Either Base URL or Domain Name must be configured in the ASA device to configure SAML.

Identity Provider

Select the Identity Provider from the CA Servers Selector Dialog box. Identity Provider is the service that can assert a user’s identity to another resource. An Identity Provider is responsible for authenticating users in an identity management system.

Service Provider

(Optional) Select the Service Provider from the CA Servers Selector Dialog box. Service Provider is the service that the user wants to access (such as a public or private web application).

Request Timeout

(Optional) Enter a value between 1 and 7200. By default there is no SAML timeout.

Enable Signature

(Optional) Enable or disable signature in SAML request. If this is enabled, you must configure the Service Provider.

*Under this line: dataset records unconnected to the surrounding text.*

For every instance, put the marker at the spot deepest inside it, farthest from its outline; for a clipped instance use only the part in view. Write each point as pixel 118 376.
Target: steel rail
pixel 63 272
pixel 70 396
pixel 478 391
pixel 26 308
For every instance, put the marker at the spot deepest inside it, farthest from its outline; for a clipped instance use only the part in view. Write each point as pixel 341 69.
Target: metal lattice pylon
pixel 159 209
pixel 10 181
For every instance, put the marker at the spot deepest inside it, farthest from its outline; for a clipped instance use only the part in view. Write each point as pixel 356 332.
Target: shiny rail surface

Select the cipher suite for the signature in the Authentication Request drop-down.When you enable the signature, the SHA-256 cipher suite is selected by default. You can change the cipher suite in the Authentication Request drop-down. By default, the Signature is disabled and the Authentication Request drop down is hidden.

Note

 
You can specify an Authentication Request for a SAML signature, only for ASA 9.8.1 and above.

Enable Internal

(Optional) Enable or disable the Internal flag for SAML Identity Provider. When enabled, the Internal flag identifies the Identity Provider in a private network and the SAML Identity Provider can only be accessed through a WebVPN connection. This also implies that the ASA works as a gateway.

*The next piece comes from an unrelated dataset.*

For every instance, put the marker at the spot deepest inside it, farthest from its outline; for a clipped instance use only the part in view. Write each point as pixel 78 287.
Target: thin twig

By default, the Internal flag is disabled and the Identity Provider can be directly accessed.

Enable Force Re-Authentication

(Optional) Enable or disable Force Re-authentication for SAML Identity Provider.When enabled, the identity provider must authenticate the presenter directly rather than rely on a previous security context.

By default, the Force Re-authentication flag is enabled.

Category

(Optional) Select a category between CAT-A to CAT-J.

Allow Value Override per Device

(Optional) If the Allow Value Override per device is selected, edit the Overrides.

Understanding and Specifying Services and Service and Port List Objects

Many policies in Security Manager require that you identify a service to which the policy applies. A service is a protocol and port definition that identifies a particular type of traffic. In many cases, you can specify the service directly in the policy. You can also select service policy objects that define the required services, or use a combination of service objects and policy-specific service designations.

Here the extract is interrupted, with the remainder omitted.